August 9, 2006 11:44 PM | Simon Carless
Thought this was, to say the least, interesting - book publisher Addison-Wesley Professional has announced a book named 'Exploiting Online Games: How to Break Multi-User Computer Games' - well, OK, that's the link to the pre-release 'condensed' version PDF, but the book itself will debut in 2007.
So, what's it all about? "Written by two of the security industry’s premiere authorities, Greg Hoglund, founder of www.rootkit.com, and Dr. Gary McGraw, CTO Cigital, Inc., Cheating Online Games sheds light onto the multi-billion dollar, high stakes online gaming industry, and explores ethical issues surrounding piracy, cheating, and corporate measures to stop both."
Apparently: "Readers learn how a program designed for one game, World of Warcraft, keeps watch of your game-play by scanning your computer for open processes and mails the information it collects back to its creator, Blizzard Entertainment. The authors demonstrate how to run a program named “The Governor” to keep watch of the watchers and know exactly what Blizzard Entertainment is doing on your computer."
So it's not clear to me, since I've seen the preview PDF and it mainly deals with finding out what World Of Warcraft is doing to your machine - by the title of this book, will the final version advocate actually 'breaking' MMOs, by creating exploits to cheat in various ways? If so, isn't that rather... unnecessary? Why would a book publisher advocate cheating or breaking multi-user games when it affects other users, too? Or is this all ethically justified because Blizzard is spying on us? Answers on a postcard, please!
Categories: PC
4 Comments
Security through obscurity! That's why I use teh windoz!

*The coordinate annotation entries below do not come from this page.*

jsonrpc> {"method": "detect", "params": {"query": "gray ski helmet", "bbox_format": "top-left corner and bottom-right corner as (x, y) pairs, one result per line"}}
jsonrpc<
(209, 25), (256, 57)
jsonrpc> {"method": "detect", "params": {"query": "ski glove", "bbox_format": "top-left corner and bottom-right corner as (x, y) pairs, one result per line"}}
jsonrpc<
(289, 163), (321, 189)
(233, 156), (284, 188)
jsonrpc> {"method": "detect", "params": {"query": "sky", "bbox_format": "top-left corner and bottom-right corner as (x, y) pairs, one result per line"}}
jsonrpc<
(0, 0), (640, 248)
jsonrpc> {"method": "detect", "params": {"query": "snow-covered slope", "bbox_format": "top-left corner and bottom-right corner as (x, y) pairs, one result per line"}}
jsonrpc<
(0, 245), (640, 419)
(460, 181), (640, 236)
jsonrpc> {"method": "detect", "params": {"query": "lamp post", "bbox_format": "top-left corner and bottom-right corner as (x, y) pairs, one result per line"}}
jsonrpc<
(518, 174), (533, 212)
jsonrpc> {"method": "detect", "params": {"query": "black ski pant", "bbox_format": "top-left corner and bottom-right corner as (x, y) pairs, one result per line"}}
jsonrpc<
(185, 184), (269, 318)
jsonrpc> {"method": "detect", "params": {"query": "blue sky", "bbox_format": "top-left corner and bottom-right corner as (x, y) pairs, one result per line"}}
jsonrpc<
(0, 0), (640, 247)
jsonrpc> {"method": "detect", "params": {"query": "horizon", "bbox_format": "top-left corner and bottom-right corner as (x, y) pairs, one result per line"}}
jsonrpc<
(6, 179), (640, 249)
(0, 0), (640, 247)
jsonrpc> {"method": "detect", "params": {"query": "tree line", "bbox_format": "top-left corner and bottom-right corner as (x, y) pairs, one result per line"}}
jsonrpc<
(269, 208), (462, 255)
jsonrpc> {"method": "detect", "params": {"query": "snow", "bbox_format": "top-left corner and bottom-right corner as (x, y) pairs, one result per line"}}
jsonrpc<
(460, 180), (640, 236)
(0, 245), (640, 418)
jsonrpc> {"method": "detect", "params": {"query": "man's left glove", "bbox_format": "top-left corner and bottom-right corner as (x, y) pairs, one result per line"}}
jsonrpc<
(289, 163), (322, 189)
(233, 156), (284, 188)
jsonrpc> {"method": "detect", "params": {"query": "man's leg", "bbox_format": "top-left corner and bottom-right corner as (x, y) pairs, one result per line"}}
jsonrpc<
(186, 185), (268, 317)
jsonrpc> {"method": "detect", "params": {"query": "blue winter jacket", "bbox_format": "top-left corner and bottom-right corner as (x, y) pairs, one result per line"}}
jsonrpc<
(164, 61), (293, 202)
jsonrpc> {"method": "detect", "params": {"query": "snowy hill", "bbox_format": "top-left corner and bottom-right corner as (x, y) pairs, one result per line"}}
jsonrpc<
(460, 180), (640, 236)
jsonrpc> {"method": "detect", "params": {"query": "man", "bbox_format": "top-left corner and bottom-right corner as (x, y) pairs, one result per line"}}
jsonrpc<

In all seriousness the book is covered under the seemingly all inclusive "academic exercise" category. If the publishers complain the authors will simply say "fix your game" and enjoy their profits. Most players hate gold farmers already, do you really want to encourage a domestic variety to appear?
I do like the fact they are checking up on "The Warden" but that is the extent I would support such a project.
d | August 9, 2006 6:41 PM
Heh @ d.
Yeah, most security books have that double life as a guide for those trying to fix weaknesses and those trying to exploit them. Either way can make use of the same security information.
wht.rbt | August 9, 2006 8:57 PM
Pozz ljudi sta se radi?
Bojan | April 25, 2008 2:33 AM
Knowledge is knowledge. It isn't evil, nor good. Just knowledge.
Now, conscious use of that knowledge makes the knower a cockmongler or not a cockmongler.